The White House statement comes after a week of frantic negotiations in the Senate.
President Joe Biden on Friday urged Congress to pass a bipartisan bill to address the immigration crisis at the nation’s southern border, saying he would shut down the border the day the bill became law.
“What’s been negotiated would — if passed into law — be the toughest and fairest set of reforms to secure the border we’ve ever had in our country,” Biden said in a statement. “It would give me, as President, a new emergency authority to shut down the border when it becomes overwhelmed. And if given that authority, I would use it the day I sign the bill into law.”
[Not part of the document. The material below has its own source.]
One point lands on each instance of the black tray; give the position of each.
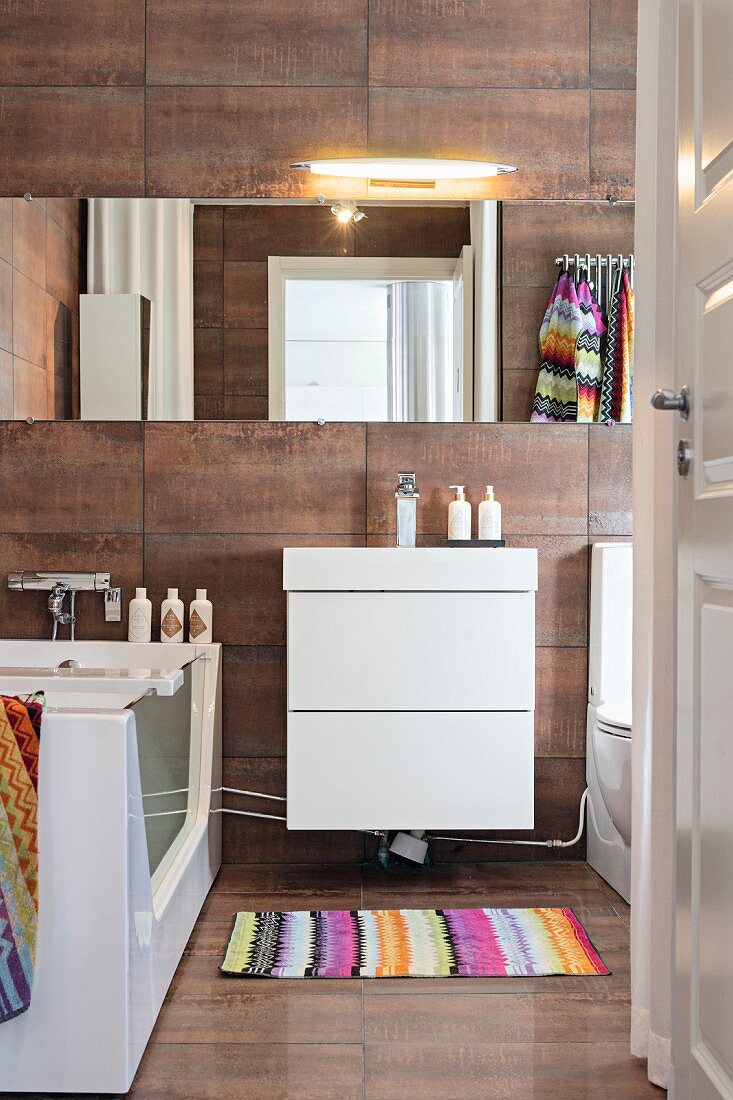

Biden’s Friday evening statement resembles a ramping up in rhetoric for the administration, placing the president philosophically in the camp arguing that the border may hit a point where closure is needed. The White House’s decision to have Biden weigh in also speaks to the delicate nature of the dealmaking, and the urgency facing his administration to take action on the border — particularly during an election year, when Republicans have used the issue to rally their base.
The president is also daring Republicans to reject the deal as it faces a make-or-break moment amid GOP fissures.
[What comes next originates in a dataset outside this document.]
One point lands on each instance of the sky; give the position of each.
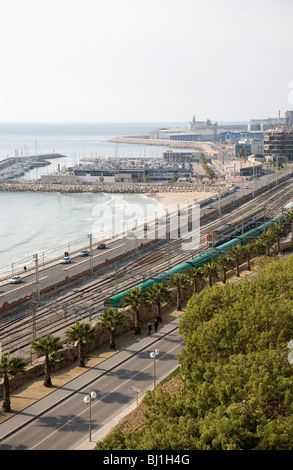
(145, 60)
… spoken like someone who has never actually spent time around the border for any real period of time.
Just because the GOP is wrong in how they want to approach the issue, doesn’t mean the problems aren’t real.
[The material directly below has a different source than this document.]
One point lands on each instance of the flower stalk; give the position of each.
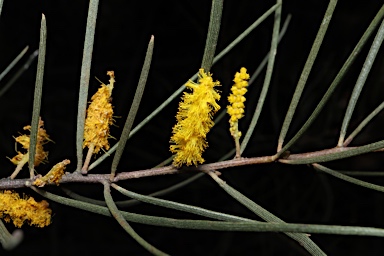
(236, 109)
(99, 118)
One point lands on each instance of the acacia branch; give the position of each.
(303, 158)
I lived in New Mexico for most of my childhood, but thanks for the condescending comment.
What? 40 years ago? Because I find it pretty absurd that anyone who’s spent anytime there since even the Obama administration, would not understand, or have witnessed, the fact that there has been a consistent humanitarian crisis at the border for quite some time.
It ebbs and flows, sure, but it’s definitely been flowing pretty heavy for many years straight now.
Sure, it’s only a huge issue every couple of years around election time too. So convenient.
Right, like I said, you don’t live anywhere near the southwest. Because when the issue doesn’t get press coverage, it’s not happening in your version of reality.
It’s been year-round issue for quite some time, but it only gets national coverage around elections for obvious reasons.
If your reality does not conform to the desired lemmy narrative, it is rejected with down votes. Your politics won’t matter, it’s not the truth that’s desired.
Sounds weird, but on this topic and a few others, that’s how it works. It’s uncanny.
Sorry people are rejecting the message.
Not sure about any “Lemmy narrative”, more like certain boards have a dominant demographic or beliefs. Clearly, the group here hasn’t lived anywhere near the southern border, or at least not in the past decade.
I’m not even talking politics, I just mean the objective fact that there is, and has been, a humanitarian crisis there, and it will still be there after the election. But, it’ll go back to being out of sight, out of mind, for them, therefore it will cease to exist.
Politics has to play a part in how it’s addressed, but it shouldn’t be used to decide if it’s real, or not. I realize you know that, this is more for the benefit of anyone else who stumbles this far down the thread.